= Alexander Shchetinin =

Russian journalist

Alexander Shchetinin (27 August 1962 – 27 August 2016) was a Russian opposition journalist, later working in Ukraine. He was found dead on his birthday with gunshot wound to his head, just one month later after the murder of journalist Pavel Sheremet. They both died in Kyiv.

==Life==
Alexander Shchetinin was the founder of the Novyi Region (New Region) press agency and a critic of Russian president Vladimir Putin. After the Euromaidan uprising in 2014, he gave up his Russian citizenship before becoming a Ukrainian national and settling in the capital. He then complained of unacceptable pressure by the Russian government on the editors the Novyi Region news agency. In Kyiv, he re-launched the company, naming it Novyi Region 2 and located it on the Ukrainian ".ua" Internet domain. The site was fiercely critical about Russo-Ukrainian War, including a particular focus on detailing techniques of Russia's propaganda operations.
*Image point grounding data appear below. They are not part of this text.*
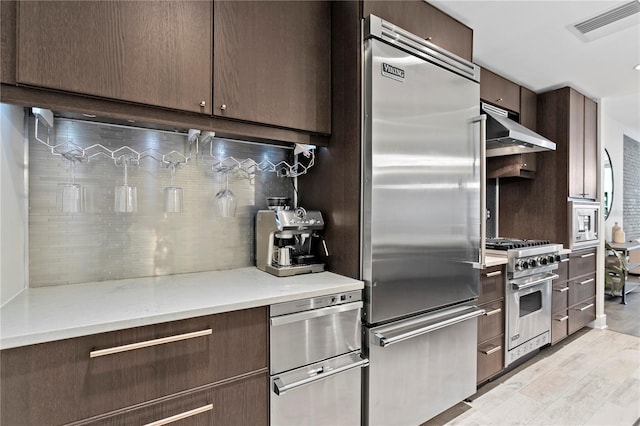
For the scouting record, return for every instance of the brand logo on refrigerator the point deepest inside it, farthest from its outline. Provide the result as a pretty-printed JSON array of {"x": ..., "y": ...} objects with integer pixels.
[{"x": 392, "y": 72}]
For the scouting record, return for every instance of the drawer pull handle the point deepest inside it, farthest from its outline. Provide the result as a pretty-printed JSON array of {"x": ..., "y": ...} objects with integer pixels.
[
  {"x": 495, "y": 311},
  {"x": 147, "y": 343},
  {"x": 491, "y": 351},
  {"x": 584, "y": 308},
  {"x": 181, "y": 416}
]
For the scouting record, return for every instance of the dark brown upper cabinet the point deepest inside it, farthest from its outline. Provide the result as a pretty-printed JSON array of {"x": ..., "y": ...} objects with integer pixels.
[
  {"x": 499, "y": 91},
  {"x": 427, "y": 22},
  {"x": 272, "y": 63},
  {"x": 154, "y": 53}
]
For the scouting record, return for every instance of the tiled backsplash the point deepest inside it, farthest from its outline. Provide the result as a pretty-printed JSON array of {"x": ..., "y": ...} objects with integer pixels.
[{"x": 100, "y": 244}]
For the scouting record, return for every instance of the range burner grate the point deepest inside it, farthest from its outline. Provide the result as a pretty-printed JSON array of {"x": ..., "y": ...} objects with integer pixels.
[{"x": 513, "y": 243}]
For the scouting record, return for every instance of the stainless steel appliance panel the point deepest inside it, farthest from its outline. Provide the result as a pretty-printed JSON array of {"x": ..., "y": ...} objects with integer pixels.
[
  {"x": 326, "y": 393},
  {"x": 306, "y": 337},
  {"x": 421, "y": 185},
  {"x": 421, "y": 367}
]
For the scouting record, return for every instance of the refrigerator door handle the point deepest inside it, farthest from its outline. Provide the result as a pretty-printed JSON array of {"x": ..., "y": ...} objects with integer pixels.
[
  {"x": 385, "y": 341},
  {"x": 280, "y": 388},
  {"x": 482, "y": 119}
]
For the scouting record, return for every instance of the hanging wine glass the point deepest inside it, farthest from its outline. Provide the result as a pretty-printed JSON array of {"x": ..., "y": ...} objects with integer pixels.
[
  {"x": 173, "y": 194},
  {"x": 126, "y": 198},
  {"x": 225, "y": 199},
  {"x": 70, "y": 197}
]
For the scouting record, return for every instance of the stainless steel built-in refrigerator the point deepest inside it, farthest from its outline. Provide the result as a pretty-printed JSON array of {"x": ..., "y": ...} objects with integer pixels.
[{"x": 421, "y": 235}]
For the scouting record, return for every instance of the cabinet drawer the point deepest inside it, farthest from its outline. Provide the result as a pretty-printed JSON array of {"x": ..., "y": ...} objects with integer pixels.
[
  {"x": 581, "y": 289},
  {"x": 65, "y": 375},
  {"x": 559, "y": 326},
  {"x": 237, "y": 403},
  {"x": 581, "y": 315},
  {"x": 582, "y": 262},
  {"x": 490, "y": 358},
  {"x": 491, "y": 284},
  {"x": 491, "y": 324},
  {"x": 559, "y": 296}
]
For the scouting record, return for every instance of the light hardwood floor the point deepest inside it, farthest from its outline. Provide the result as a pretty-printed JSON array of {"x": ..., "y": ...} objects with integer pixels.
[{"x": 591, "y": 378}]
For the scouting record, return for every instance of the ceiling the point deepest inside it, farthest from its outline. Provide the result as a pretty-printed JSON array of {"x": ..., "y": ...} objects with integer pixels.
[{"x": 529, "y": 43}]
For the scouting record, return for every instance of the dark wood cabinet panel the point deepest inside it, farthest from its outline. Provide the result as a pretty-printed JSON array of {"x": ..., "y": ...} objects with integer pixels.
[
  {"x": 590, "y": 148},
  {"x": 272, "y": 63},
  {"x": 58, "y": 382},
  {"x": 238, "y": 403},
  {"x": 499, "y": 91},
  {"x": 425, "y": 21},
  {"x": 156, "y": 53}
]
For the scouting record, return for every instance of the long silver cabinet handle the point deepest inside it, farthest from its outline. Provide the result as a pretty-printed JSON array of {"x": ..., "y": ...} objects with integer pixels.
[
  {"x": 280, "y": 388},
  {"x": 315, "y": 313},
  {"x": 181, "y": 416},
  {"x": 492, "y": 350},
  {"x": 536, "y": 282},
  {"x": 388, "y": 341},
  {"x": 147, "y": 343},
  {"x": 495, "y": 311},
  {"x": 584, "y": 308}
]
Alexander Shchetenin publicly criticized both Vladimir Putin, whom he called a "personal enemy" running a "fascist dictatorship," and Petro Poroshenko, the president of Ukraine, whom he accused of corruption.

==Death==
The body of Alexander Shchetinin was found at his flat after friends tried to visit him on his birthday. He was found with a gun near his body along with spent cartridges, and the door to his apartment was said to be locked.